Search

How to download transcripts of YouTube Videos using Python?

With over a billion learning-related videos viewed daily, YouTube can be a great place to learn about things you're passionate about. However, after watching a really cool educational video, there are times when we wish we had made notes to go through later. What if we could extract the entire discussion of the instructor in a text format?
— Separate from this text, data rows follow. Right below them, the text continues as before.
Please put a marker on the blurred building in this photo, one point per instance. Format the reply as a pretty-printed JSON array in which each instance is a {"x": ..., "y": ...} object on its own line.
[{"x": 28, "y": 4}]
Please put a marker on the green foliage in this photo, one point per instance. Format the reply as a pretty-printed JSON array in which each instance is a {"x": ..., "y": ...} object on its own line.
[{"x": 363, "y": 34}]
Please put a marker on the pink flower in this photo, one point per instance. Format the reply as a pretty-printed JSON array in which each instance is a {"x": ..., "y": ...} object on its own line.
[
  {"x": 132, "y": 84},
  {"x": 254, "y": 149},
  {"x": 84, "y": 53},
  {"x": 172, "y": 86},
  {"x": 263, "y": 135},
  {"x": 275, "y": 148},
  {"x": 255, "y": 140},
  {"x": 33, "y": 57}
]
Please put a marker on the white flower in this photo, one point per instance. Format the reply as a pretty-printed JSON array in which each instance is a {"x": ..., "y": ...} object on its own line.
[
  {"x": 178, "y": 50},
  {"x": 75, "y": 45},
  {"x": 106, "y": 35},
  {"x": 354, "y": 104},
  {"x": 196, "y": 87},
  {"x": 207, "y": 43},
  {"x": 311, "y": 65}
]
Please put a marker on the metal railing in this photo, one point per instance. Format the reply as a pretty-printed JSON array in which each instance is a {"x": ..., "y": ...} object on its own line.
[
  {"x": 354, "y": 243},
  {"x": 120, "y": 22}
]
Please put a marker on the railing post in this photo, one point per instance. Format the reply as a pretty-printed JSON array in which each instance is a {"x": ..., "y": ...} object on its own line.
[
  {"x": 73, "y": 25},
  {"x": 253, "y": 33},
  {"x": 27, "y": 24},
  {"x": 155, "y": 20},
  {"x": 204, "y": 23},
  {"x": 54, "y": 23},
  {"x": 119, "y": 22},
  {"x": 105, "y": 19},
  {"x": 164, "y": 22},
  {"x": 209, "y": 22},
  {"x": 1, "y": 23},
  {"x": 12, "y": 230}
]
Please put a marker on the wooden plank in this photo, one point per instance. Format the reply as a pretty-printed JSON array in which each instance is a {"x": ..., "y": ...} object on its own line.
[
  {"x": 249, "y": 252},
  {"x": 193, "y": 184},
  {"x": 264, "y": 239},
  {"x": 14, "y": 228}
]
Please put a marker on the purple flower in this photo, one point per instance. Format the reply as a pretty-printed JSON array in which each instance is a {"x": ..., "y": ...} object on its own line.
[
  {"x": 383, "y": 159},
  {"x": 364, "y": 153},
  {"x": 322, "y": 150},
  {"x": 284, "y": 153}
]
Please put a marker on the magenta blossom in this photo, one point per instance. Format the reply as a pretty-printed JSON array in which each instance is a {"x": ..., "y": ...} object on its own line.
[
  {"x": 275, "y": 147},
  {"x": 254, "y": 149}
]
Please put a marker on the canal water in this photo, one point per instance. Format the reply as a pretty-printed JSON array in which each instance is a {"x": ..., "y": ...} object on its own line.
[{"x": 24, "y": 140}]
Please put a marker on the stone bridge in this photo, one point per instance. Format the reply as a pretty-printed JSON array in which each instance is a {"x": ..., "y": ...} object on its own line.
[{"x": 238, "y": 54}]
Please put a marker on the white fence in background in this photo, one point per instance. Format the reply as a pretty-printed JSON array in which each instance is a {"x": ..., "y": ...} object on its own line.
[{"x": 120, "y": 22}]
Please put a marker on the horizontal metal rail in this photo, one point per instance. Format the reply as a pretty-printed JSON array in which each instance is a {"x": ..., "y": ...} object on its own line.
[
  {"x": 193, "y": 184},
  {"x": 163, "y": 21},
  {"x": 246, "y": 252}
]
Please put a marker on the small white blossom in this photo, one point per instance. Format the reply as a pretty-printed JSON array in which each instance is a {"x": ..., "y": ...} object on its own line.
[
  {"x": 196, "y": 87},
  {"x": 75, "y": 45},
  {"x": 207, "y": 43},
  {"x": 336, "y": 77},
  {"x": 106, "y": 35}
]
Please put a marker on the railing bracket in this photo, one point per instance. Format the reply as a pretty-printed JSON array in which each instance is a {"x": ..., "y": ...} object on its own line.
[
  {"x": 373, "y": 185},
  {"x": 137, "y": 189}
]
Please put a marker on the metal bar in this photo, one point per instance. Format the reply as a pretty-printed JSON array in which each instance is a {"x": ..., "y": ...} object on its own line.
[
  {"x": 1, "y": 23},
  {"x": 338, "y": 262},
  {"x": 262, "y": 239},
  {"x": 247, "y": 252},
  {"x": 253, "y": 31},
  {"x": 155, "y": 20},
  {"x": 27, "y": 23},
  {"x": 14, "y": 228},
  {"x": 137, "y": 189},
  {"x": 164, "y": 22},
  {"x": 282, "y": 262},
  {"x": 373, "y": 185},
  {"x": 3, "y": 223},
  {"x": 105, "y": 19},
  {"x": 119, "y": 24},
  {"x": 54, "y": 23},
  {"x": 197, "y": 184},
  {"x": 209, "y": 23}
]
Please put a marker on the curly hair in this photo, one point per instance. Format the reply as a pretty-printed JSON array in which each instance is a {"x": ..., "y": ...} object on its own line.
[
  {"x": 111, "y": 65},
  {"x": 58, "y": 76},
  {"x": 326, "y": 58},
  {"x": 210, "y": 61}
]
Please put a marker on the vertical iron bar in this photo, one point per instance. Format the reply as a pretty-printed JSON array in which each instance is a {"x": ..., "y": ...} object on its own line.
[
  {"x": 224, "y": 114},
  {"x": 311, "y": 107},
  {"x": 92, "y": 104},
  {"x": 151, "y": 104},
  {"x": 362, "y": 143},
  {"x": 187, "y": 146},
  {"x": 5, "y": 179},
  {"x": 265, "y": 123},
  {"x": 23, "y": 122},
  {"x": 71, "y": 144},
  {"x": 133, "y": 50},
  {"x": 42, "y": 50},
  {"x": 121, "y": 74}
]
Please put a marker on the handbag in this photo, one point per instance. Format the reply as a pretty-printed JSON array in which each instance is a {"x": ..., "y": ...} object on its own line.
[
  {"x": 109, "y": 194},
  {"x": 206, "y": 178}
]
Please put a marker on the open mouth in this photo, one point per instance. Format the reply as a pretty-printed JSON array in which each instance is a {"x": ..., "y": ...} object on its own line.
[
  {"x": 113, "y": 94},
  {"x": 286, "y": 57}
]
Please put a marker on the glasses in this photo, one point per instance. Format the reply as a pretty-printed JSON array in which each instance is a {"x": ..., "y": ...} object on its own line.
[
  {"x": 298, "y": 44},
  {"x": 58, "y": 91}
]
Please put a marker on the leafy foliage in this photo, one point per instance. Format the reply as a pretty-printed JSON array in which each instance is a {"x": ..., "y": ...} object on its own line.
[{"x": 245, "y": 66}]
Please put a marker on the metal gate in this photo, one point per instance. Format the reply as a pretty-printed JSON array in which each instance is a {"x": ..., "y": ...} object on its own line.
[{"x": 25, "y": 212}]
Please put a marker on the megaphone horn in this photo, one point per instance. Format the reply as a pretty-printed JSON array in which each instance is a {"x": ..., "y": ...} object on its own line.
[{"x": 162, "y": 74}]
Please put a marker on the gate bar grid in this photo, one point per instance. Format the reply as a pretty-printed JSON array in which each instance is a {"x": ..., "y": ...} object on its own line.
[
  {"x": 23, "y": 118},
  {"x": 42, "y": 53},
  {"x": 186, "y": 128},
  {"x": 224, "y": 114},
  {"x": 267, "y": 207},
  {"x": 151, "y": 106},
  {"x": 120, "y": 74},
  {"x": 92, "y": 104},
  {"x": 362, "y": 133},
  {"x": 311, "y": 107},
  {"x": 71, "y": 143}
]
Going through transcripts is an awesome way of recollecting the content in the video and we can even highlight all the important sentences for a quick skim through.


This post explains how we can download transcripts of YouTube Videos using Python and save it in a Word Format.

  1. Open Command Prompt

  2. Run 'pip install youtube_transcript_api'. This is a python API which allows you to get the transcript/subtitles for a given YouTube video.

  3. Run 'pip install docx'. The docx module creates, reads and writes Microsoft Office Word 2007 docx files.

Importing the installed modules

from youtube_transcript_api import YouTubeTranscriptApi
from docx import Document
from docx.shared import Pt

Making an API request

video = 'Please enter the URL for your Youtube video'
# For example, video = 'https://www.youtube.com/watch?v=MkNeIUgNPQ8'

# Making an API request to extract the transcript
raw_transcript = YouTubeTranscriptApi.get_transcript(video[32:43], languages=['en'])
transcript = str()
for item in raw_transcript:
    transcript += item['text'] + ' '

At this point, you can print the transcript in console with print(transcript) command. If you'd like to further save this transcript into a word file copy and paste the following code

title = 'Please enter the title for your document'
document = Document()
document.add_heading(title, 0)
paragraph = document.add_paragraph(transcript)
paragraph.style = document.styles['Normal']
font = paragraph.style.font
font.name = 'Arial'
font.size = Pt(11)
paragraph.paragraph_format.line_spacing = 1.5
document.save(title+'.docx')

On running the code, a word file will be created in the same folder containing all the transcript.